Cedar City Council amends streetlight rules, considers Ranked Choice Voting

Cedar City at dusk, Dec. 21, 2020 | Photo by Jeff Richards, St. George News / Cedar City News

CEDAR CITY — Cedar City Council members voted to amend the language about streetlight regulations in subdivisions at their weekly meeting last Wednesday.

The approved language changed chapter 32, section 9 of the Cedar City code related to the development standards and requirements for streetlights.  

The adopted ordinance now reads, “For subdivisions, streetlights in accordance with Cedar City’s engineering standards; for PUDs, streetlights in accordance with Cedar City’s engineering standards; unless prohibited by recorded CC&Rs.”

A designation of PUD – planned unit development – includes such development as townhomes or the golf course subdivision and others that have privately owned streets. CC&Rs are covenants, conditions and restrictions for subdivisions that set the rules for architecture, uses, esthetics and common area maintenance. 

Some CC&Rs allow for subdivisions that wish to enjoy dark skies to be developed without streetlights.

Before the ordinance was changed, there was no specific mentions of planned unit developments. With the new specifications, unless a subdivision falls under the PUD designation, they must follow city engineering standards requiring streetlights.

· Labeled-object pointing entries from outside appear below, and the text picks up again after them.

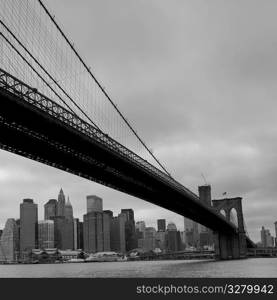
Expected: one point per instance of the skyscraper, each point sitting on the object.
(130, 229)
(191, 229)
(266, 238)
(173, 237)
(9, 242)
(275, 226)
(28, 225)
(78, 234)
(68, 241)
(46, 234)
(96, 226)
(61, 204)
(118, 242)
(94, 204)
(161, 225)
(68, 210)
(149, 241)
(50, 209)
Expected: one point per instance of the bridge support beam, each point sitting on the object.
(230, 246)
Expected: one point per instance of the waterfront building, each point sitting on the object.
(50, 209)
(45, 234)
(94, 204)
(191, 229)
(68, 241)
(149, 241)
(78, 234)
(140, 230)
(61, 204)
(130, 229)
(9, 241)
(28, 225)
(117, 235)
(161, 224)
(96, 232)
(59, 232)
(275, 226)
(161, 239)
(266, 239)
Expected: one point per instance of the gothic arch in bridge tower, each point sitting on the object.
(231, 246)
(229, 205)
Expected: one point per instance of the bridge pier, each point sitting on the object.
(229, 246)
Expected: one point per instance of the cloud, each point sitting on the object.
(196, 79)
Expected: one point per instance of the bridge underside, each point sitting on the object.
(34, 134)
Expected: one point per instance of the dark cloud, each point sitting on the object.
(196, 79)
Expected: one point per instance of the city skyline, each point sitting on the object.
(194, 130)
(151, 223)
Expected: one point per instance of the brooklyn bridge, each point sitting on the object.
(54, 110)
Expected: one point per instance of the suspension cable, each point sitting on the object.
(100, 86)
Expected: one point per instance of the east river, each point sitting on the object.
(254, 267)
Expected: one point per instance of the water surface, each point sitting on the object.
(252, 267)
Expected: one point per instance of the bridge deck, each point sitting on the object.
(36, 127)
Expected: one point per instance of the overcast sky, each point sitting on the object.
(198, 81)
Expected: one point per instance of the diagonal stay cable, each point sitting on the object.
(48, 74)
(28, 63)
(101, 88)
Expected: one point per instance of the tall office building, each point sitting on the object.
(161, 225)
(172, 237)
(130, 229)
(149, 241)
(96, 226)
(9, 242)
(50, 209)
(191, 229)
(140, 232)
(204, 192)
(205, 234)
(59, 232)
(107, 218)
(118, 241)
(171, 226)
(94, 204)
(140, 226)
(266, 238)
(68, 241)
(28, 225)
(93, 232)
(161, 239)
(46, 234)
(61, 204)
(68, 210)
(78, 234)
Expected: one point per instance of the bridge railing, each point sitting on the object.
(34, 97)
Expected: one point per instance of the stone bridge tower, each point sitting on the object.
(230, 246)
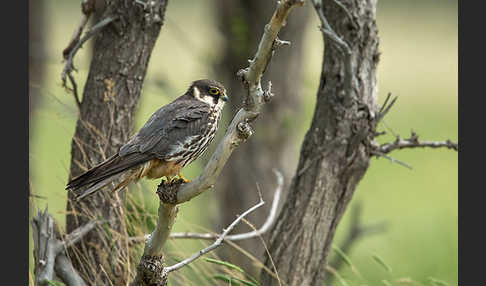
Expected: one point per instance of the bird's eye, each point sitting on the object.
(214, 91)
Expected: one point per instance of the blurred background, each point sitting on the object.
(213, 39)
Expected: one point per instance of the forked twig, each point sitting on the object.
(69, 66)
(218, 241)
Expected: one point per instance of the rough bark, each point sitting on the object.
(335, 153)
(242, 23)
(120, 58)
(37, 52)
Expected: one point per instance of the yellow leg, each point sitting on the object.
(182, 177)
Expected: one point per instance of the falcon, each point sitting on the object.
(174, 136)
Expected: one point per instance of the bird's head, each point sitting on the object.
(209, 91)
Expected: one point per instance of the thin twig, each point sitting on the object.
(49, 249)
(385, 108)
(340, 44)
(393, 160)
(69, 66)
(217, 243)
(414, 142)
(357, 231)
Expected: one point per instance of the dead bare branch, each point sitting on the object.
(414, 142)
(49, 250)
(234, 237)
(69, 54)
(150, 269)
(217, 243)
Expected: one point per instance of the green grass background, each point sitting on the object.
(418, 41)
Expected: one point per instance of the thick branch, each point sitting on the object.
(49, 250)
(150, 269)
(239, 129)
(70, 52)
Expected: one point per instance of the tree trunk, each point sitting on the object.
(37, 52)
(335, 152)
(111, 94)
(242, 23)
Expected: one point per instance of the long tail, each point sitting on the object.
(106, 172)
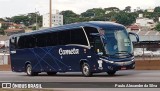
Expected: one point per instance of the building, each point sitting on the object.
(4, 50)
(145, 22)
(57, 20)
(9, 32)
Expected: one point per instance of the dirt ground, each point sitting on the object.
(140, 65)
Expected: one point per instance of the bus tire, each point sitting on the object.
(111, 73)
(51, 73)
(86, 70)
(29, 70)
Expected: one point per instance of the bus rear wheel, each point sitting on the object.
(29, 70)
(86, 70)
(51, 73)
(111, 73)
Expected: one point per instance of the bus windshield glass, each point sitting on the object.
(117, 42)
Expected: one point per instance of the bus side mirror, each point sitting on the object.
(135, 35)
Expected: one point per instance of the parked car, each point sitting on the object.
(156, 53)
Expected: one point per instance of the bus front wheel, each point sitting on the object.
(29, 71)
(111, 73)
(86, 70)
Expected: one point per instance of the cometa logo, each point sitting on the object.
(68, 52)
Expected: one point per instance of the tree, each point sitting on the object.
(157, 9)
(93, 12)
(127, 9)
(69, 16)
(158, 27)
(2, 20)
(112, 9)
(69, 13)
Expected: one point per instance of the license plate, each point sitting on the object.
(123, 68)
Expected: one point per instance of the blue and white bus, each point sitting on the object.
(87, 47)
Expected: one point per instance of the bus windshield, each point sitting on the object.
(117, 42)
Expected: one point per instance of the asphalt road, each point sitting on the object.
(120, 76)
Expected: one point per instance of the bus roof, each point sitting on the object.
(95, 24)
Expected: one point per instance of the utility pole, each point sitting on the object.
(50, 14)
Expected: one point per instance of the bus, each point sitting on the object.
(87, 47)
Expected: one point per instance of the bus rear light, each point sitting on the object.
(94, 66)
(110, 67)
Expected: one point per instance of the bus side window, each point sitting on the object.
(13, 43)
(78, 37)
(52, 39)
(95, 41)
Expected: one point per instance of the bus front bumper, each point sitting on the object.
(115, 66)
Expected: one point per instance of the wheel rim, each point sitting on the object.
(29, 70)
(85, 70)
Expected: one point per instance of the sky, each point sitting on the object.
(9, 8)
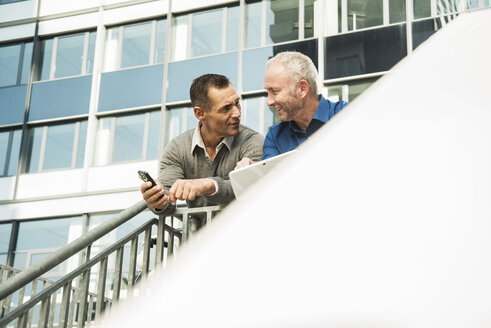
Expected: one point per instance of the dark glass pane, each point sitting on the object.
(160, 37)
(35, 140)
(91, 52)
(14, 153)
(59, 146)
(153, 135)
(4, 146)
(364, 13)
(281, 21)
(422, 30)
(182, 73)
(253, 30)
(3, 258)
(132, 88)
(397, 11)
(233, 18)
(309, 18)
(128, 138)
(60, 98)
(422, 8)
(136, 45)
(111, 50)
(207, 33)
(254, 61)
(357, 88)
(46, 53)
(26, 63)
(180, 120)
(364, 52)
(82, 137)
(9, 64)
(12, 104)
(253, 107)
(69, 55)
(52, 233)
(270, 117)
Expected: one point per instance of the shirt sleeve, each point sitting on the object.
(250, 147)
(170, 169)
(270, 149)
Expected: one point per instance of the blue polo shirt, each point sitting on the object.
(286, 136)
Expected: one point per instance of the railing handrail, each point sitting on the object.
(23, 278)
(75, 273)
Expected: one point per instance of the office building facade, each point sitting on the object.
(91, 91)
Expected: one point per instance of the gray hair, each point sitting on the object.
(298, 67)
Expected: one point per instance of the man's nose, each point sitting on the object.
(236, 112)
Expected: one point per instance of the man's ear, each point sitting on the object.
(303, 87)
(199, 112)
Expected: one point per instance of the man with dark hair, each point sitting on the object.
(195, 165)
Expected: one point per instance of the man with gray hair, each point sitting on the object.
(291, 83)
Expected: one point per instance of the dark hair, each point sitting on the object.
(200, 86)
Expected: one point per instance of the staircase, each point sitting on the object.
(80, 297)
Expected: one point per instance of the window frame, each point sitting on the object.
(8, 156)
(188, 17)
(42, 152)
(54, 53)
(20, 64)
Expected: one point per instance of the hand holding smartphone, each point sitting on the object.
(146, 177)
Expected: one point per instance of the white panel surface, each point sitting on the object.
(7, 185)
(135, 12)
(17, 11)
(185, 5)
(382, 219)
(45, 184)
(53, 7)
(119, 176)
(74, 205)
(67, 24)
(12, 33)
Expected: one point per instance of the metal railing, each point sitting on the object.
(68, 302)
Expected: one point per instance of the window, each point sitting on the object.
(364, 13)
(205, 33)
(180, 120)
(9, 152)
(281, 19)
(56, 146)
(5, 231)
(135, 45)
(38, 239)
(15, 64)
(257, 115)
(69, 55)
(128, 138)
(348, 91)
(369, 51)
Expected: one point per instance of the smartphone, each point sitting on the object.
(146, 177)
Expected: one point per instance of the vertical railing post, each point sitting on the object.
(65, 305)
(159, 254)
(101, 287)
(146, 251)
(118, 274)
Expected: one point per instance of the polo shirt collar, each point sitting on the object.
(198, 141)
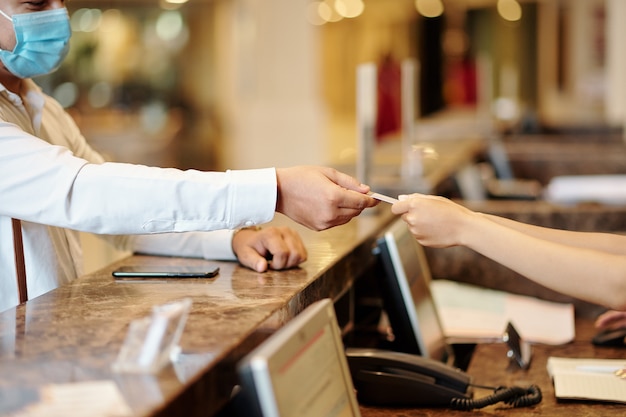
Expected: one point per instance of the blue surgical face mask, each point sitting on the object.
(42, 42)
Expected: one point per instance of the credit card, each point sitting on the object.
(383, 197)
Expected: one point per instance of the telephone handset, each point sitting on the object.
(400, 379)
(387, 378)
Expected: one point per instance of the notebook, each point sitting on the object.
(301, 370)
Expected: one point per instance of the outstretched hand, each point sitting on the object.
(434, 221)
(320, 197)
(254, 248)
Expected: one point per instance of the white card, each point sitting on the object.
(383, 197)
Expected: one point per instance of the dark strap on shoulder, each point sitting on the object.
(20, 266)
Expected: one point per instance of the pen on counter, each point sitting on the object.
(619, 371)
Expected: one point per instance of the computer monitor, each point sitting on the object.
(301, 370)
(407, 299)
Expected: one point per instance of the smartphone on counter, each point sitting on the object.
(165, 271)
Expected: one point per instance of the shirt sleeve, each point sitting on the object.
(48, 184)
(214, 245)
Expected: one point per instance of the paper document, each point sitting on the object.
(472, 313)
(587, 379)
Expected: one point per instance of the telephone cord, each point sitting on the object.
(513, 396)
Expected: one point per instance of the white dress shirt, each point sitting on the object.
(52, 180)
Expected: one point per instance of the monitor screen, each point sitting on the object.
(301, 370)
(407, 298)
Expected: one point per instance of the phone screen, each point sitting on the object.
(165, 271)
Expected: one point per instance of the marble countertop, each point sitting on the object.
(73, 334)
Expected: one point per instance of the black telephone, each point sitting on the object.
(387, 378)
(400, 379)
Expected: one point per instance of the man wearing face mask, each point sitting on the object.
(53, 184)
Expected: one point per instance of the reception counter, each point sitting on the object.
(74, 334)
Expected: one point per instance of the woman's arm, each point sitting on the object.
(580, 270)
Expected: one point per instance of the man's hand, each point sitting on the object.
(319, 197)
(611, 320)
(282, 245)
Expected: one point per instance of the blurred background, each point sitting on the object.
(219, 84)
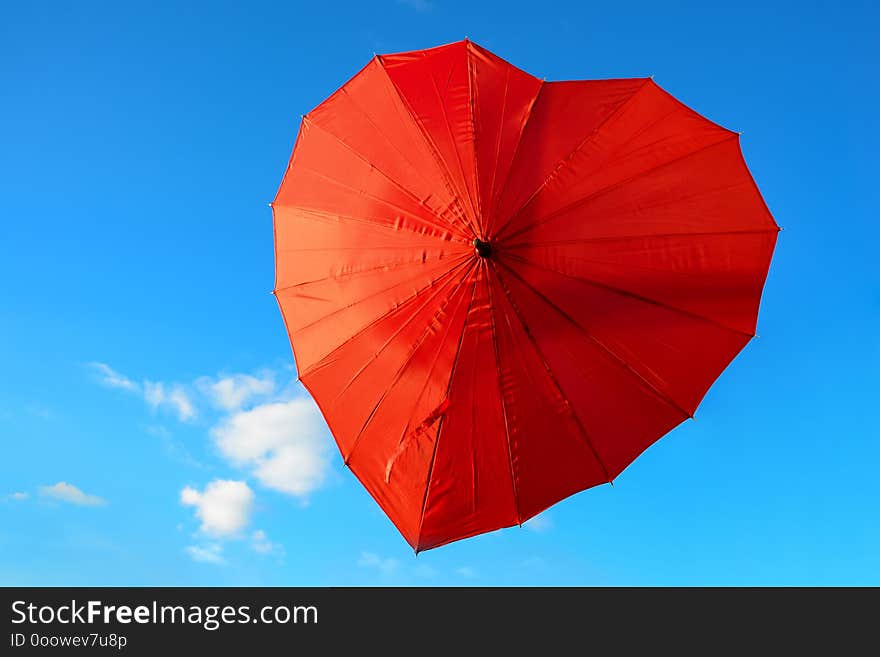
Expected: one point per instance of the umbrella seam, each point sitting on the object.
(432, 148)
(610, 188)
(561, 163)
(626, 293)
(397, 184)
(442, 418)
(622, 362)
(397, 376)
(553, 379)
(318, 364)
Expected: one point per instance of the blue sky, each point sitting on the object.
(139, 146)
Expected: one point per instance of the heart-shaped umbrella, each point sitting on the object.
(499, 290)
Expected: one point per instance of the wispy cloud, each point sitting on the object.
(111, 378)
(65, 492)
(172, 396)
(281, 443)
(209, 553)
(233, 391)
(384, 565)
(224, 507)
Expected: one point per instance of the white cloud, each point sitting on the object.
(160, 395)
(112, 378)
(283, 444)
(539, 523)
(210, 553)
(234, 391)
(372, 560)
(64, 492)
(224, 507)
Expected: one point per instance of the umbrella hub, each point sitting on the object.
(484, 249)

City officials prepare for the council meeting on March 10, 2021. Photo by Jeff Richards Cedar City News/St. George News

Most council members cited public safety as the main reason to support the changes; however, Councilman Tyler Melling asked what safety issue they were concerned about. 

“We do a lot of things in the name of public safety when the data don’t show that it affects public safety except in our emotions,” Melling said. “And I get it. A lot of things are based on feelings. But what does the data show us and what do our experts say?”

Cedar City Police Chief Darin Adams addressed the council on the matter.

“Councilman Melling is correct,” he said. “I’m not aware of any studies out there, and we certainly don’t have any that would indicate that lighting deters crime. Anecdotally, we believe that it does. We’re concerned when we go into neighborhoods where there’s dim lighting or none at all.” 

Ultimately, the ordinance revisions passed on a 4-1 vote, with Melling casting the lone dissenting vote.

In other business, council members also discussed an issue that Mayor Maile Wilson-Edwards said might come up again in council meetings in the near future and stemming from a presentation and subsequent request by Stan Lockhart. 

Lockhart is a former Provo City Council member, former chairman of the Utah Republican Party and former member of the State Board of Education. Currently he is a director of Utah Ranked Choice Voting. 

Ranked choice voting is a nonpartisan electoral reform that gives voters the freedom to rank candidates in order of choice.

Instead of choosing one candidate, ranked choice voting allows voters to rank all candidates according to their preference (first, second, third, et cetera). If, on the first count, a candidate earns more than 50 percent of the votes, that candidate is the winner. 

If there is no majority winner immediately, other rounds of counting are processed.

In each round, the candidate with the lowest number of votes is eliminated. When a voter’s first choice is eliminated, their second choice is included in the count for the second round. This process continues until a final round determines the winner, guaranteeing that the elected candidate is a true majority winner.

In 2018, Utah Gov. Gary Herbert signed HB 35, allowing municipalities to pilot ranked choice voting. Lockhart asked the Cedar City Council to consider becoming one of those pilot municipalities.

Iron County Clerk Jon Whittaker spoke after Lockhart’s presentation.

“I worry that this may undermine voter confidence if we have issues that come up. Maybe we won’t, hopefully I’m wrong,” Whittaker said. “But right now I know how to defend every part of what I do, and this takes a lot of that away from me.”

No vote was taken Wednesday. Council members need to determine if they want the city to participate in a pilot, then make a resolution and notify the state by May 10.

“It was just a matter of we needed to get this information in front of the council so you had time to digest it and think about it while there’s different deadlines,” Wilson-Edwards said.